= Riz Maslen =

English electronic musician

Riz Maslen is an English electronic musician. During the mid-1990s, she worked with 4hero and Future Sound of London. After playing keyboards for the Beloved, she took out a loan, built a home studio and created her first albums there. In 1995, she signed as Neotropic under the label Ntone and soon after as Small Fish with Spine to Oxygen Music Works in New York.

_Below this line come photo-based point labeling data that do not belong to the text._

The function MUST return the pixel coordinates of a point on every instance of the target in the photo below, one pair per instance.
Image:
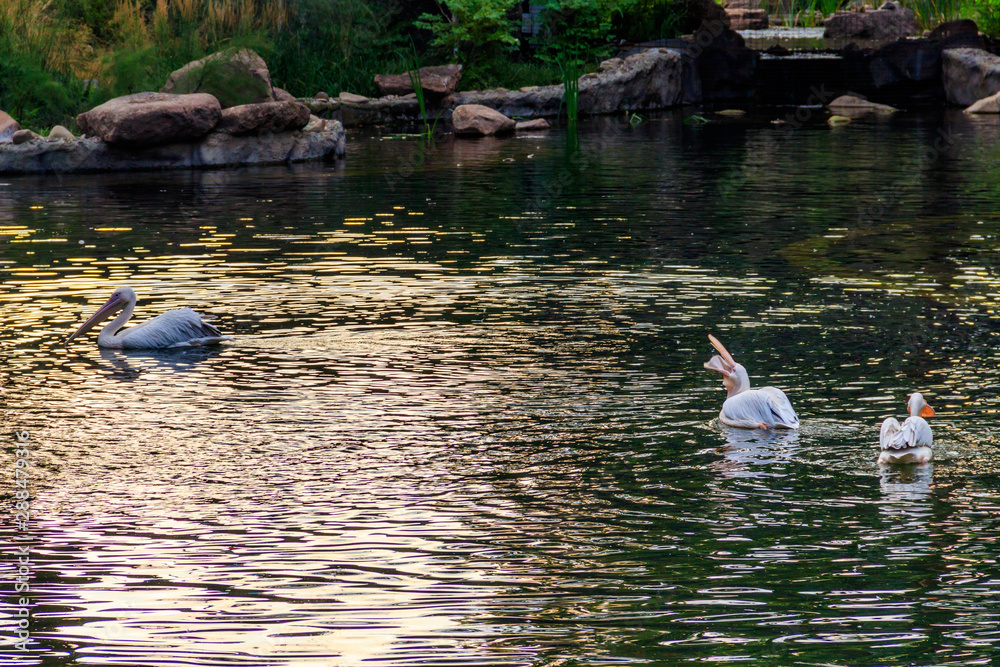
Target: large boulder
(957, 34)
(149, 119)
(747, 18)
(887, 24)
(437, 81)
(647, 80)
(477, 120)
(725, 67)
(970, 75)
(266, 117)
(694, 15)
(233, 76)
(989, 104)
(8, 126)
(218, 149)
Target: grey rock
(59, 132)
(234, 77)
(647, 80)
(8, 126)
(265, 117)
(438, 81)
(875, 27)
(23, 136)
(281, 95)
(989, 104)
(351, 98)
(970, 75)
(532, 125)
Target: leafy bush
(987, 15)
(335, 45)
(578, 31)
(646, 20)
(472, 30)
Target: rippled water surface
(465, 419)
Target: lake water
(465, 420)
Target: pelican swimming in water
(911, 442)
(180, 327)
(767, 407)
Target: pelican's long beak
(722, 350)
(107, 310)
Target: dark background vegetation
(61, 57)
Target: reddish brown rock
(148, 119)
(477, 120)
(8, 126)
(970, 75)
(261, 118)
(439, 80)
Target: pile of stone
(220, 110)
(746, 15)
(888, 23)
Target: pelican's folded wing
(915, 432)
(781, 408)
(887, 434)
(768, 406)
(169, 329)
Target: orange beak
(721, 350)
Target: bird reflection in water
(755, 453)
(130, 365)
(906, 482)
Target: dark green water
(465, 419)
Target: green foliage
(472, 30)
(986, 14)
(645, 20)
(578, 31)
(336, 45)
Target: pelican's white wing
(768, 406)
(915, 432)
(890, 427)
(180, 327)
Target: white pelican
(767, 407)
(911, 442)
(180, 327)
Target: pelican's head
(120, 298)
(918, 406)
(734, 376)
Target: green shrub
(986, 14)
(646, 20)
(578, 31)
(337, 45)
(474, 31)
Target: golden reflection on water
(463, 429)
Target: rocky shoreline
(187, 126)
(220, 111)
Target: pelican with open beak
(767, 407)
(180, 327)
(911, 442)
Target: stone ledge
(216, 150)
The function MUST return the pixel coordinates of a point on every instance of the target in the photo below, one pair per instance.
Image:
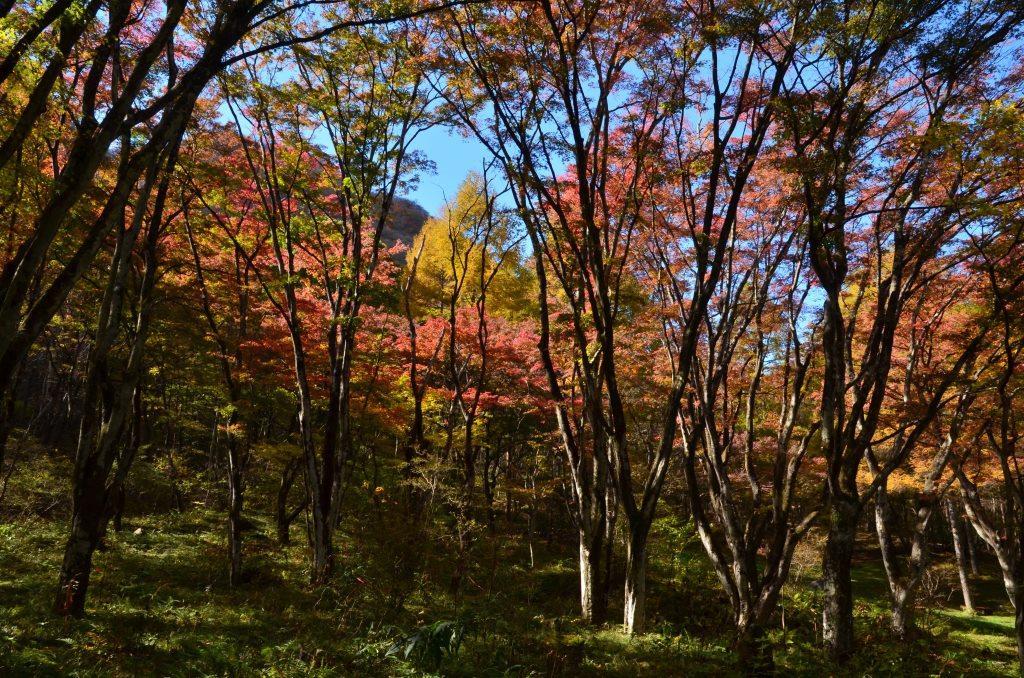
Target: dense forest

She continues to be a prominent figure in experimental electronic music.

==Discography==
===Neotropic===
- Tumble Weed EP - N-Tone - 1995
- 15 Levels of Magnification LP - N-Tone - 1995
- Laundrophonic EP - N-Tone - 1996
- 15 Levels of Magnification Remixes EP - N-Tone - 1997
- Ultra Freaky Orange EP - N-Tone - 1998
- Mr Brubaker's Strawberry Alarm Clock LP - N-Tone - 1998 (Fact Magazine ranked the album at 31 on its list of "The 50 Best Trip-Hop Albums of All Time" in 2015)
- La Prochaine Fois LP - N-Tone - 2001
- "Sunflower Girl" 7" - N-Tone - 2002
- White Rabbits LP - Mush - 2004
- Prestatyn EP - Council Folk Recordings - 2006
- Whiter Rabbits 2 x LP - Squids Eye Records - 2008
- Equestrienne LP - Council Folk Recordings - 2009

===Small Fish with Spine===
- Stickleback EP - Oxide - 1996
- The Hilltop EP - Apollo - 1996
- Fugu EP - Oxide - 1996
- I Hate Your Remixes EP - Oxide - 1996
- Fugu Remixed EP - Oxide - 1996
- Ultimate Sushi LP - Oxide - 1999

===Remix work===
Tracks by Mantronik, Low, Frank Chickens, Sky Crys Mary, DJ Food, Ekko, Mich Gerber, Skinny Puppy, Ulver, Thread, Fujiya & Miyagi and :papercutz.

==Filmography==
- Dish - written and directed by Meloni Poole, Film Four and Film Council. Shown at London Film Festival 2001 and competition at International Film Festivals.
- Remote Control - Kohoutek documentary at various film events around London.
- Murder in Paradise - documentary for Channel 4 broadcast early 2002.
- La Prochaine Fois - directed Riz Maslen, shown at Leeds film festival 2000, Pompidou Centre in Paris 2000 and Sundance Film Festival 2002.
- Vigilarie - Riz Maslen and Kaffe Matthews. A film about surveillance as part of the Future Sonic Festival in Manchester 2001, FutureSonic Tour 2004 Bristol / Birmingham / Liverpool.

===Videogame work===
Maslen also provided vocals to the Grand Theft Auto: Liberty City Stories soundtrack.